“兄弟,今天这一天,哥哥算是过了癮了了。”他的声音不高,但每个字都像是从心窝子里掏出来的。

李越笑著道:“许哥你过癮了就行,早点睡,明天我去接你,咱再找地方好好吃点。”

许老板点了点头,转身走进了宾馆的大门。他的背影在门廊的灯光下拉得老长,步子比平时稳了不少,不像刚下车时那样飘了。李越看著那个背影消失在玻璃门后面,心里头忽然涌上一股说不清的滋味——这个人,昨天还是个连枪都没摸过的南方生意人,今天就在林子里跟狼对峙过了。虽然腿软了,嗓子也喊破了,但到底没掉链子。

也算是个爷们儿。

车子调了个头,往胡哥家的方向开。夜里的哈城安静了不少,街上没什么人,只有偶尔几辆自行车从对面骑过来,车铃在夜色里叮铃铃地响,清脆得像碎银子掉在地上。路灯把行道树的影子投在路面上,一片一片的,像谁用墨汁泼上去的。

胡哥坐在后排,一直没说话。

他的手不停地摩挲著那把五六半,从枪托摸到枪管,从枪管摸到弹仓,像是在抚摸一件失而復得的宝贝。油布已经被他拆开了,枪身在车厢的暗光里泛著幽蓝的金属光泽,他的手指在那层烤蓝上滑过来滑过去,带著一种近乎虔诚的小心翼翼。
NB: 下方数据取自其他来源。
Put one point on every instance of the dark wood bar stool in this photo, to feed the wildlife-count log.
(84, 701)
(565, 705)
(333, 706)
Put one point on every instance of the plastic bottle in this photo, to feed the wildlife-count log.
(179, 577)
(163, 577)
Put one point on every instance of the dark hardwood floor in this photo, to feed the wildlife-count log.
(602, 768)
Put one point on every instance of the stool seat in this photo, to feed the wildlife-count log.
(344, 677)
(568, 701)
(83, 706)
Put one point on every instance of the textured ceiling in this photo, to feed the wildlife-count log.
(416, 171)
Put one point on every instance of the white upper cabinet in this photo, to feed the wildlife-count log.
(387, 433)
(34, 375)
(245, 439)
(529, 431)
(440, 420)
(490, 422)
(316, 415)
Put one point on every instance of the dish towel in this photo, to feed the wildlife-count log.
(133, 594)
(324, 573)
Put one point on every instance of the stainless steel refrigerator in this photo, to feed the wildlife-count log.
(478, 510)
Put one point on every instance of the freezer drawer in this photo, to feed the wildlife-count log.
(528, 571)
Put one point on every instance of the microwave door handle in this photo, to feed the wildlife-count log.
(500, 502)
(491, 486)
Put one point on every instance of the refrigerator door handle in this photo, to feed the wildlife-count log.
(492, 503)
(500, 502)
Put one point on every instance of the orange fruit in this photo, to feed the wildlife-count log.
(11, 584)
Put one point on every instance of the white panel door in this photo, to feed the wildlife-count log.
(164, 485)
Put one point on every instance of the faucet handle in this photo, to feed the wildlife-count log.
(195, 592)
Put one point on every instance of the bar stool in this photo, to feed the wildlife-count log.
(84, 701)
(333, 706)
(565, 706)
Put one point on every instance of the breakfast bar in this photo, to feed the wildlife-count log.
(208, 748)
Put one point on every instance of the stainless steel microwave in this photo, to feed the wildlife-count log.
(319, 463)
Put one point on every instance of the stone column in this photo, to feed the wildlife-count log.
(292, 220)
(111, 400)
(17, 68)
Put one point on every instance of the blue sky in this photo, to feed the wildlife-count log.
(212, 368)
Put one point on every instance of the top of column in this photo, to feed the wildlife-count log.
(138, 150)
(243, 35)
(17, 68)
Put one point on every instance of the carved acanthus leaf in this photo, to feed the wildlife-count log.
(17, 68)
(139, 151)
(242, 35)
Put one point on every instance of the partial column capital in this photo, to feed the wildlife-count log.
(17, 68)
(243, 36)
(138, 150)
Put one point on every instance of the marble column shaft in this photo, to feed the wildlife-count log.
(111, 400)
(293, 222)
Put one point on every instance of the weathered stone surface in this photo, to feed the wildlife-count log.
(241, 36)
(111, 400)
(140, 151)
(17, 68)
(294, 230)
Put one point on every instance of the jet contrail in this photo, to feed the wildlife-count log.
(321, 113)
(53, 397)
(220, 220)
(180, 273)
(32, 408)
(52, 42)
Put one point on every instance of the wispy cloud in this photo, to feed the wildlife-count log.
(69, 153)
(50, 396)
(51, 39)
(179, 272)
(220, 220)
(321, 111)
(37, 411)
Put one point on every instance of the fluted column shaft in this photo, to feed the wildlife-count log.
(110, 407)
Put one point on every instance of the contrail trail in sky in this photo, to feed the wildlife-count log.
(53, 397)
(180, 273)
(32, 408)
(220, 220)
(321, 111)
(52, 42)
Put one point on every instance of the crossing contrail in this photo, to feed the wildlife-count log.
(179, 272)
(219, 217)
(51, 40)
“越子。”胡哥忽然开口了,声音不大,但在安静的车厢里听得很清楚。

“嗯?”

“现在天气热了,肉太多了放不住。”胡哥的语气像是在商量,又像是在安排,“这一段咱就不再进山了。等到冬天,咱俩再进几趟山行不?”怕李越不同意,又继续道:“不图赚钱,咱玩玩不也挺好?”

李越从后视镜里看了他一眼。胡哥低著头,还在摩挲那把枪,脸上的表情很放鬆,嘴角掛著一丝若有若无的笑。那不是一个猎人在盘算猎物的表情,是一个老孩子在盼著下次春游的表情。

“可以啊胡哥。”李越笑了,笑得真心实意,“只要你有空,我没问题。等下次我回五里地的时候,把家里的狗带几条过来,到时候码踪就不用像今天这么费劲了。”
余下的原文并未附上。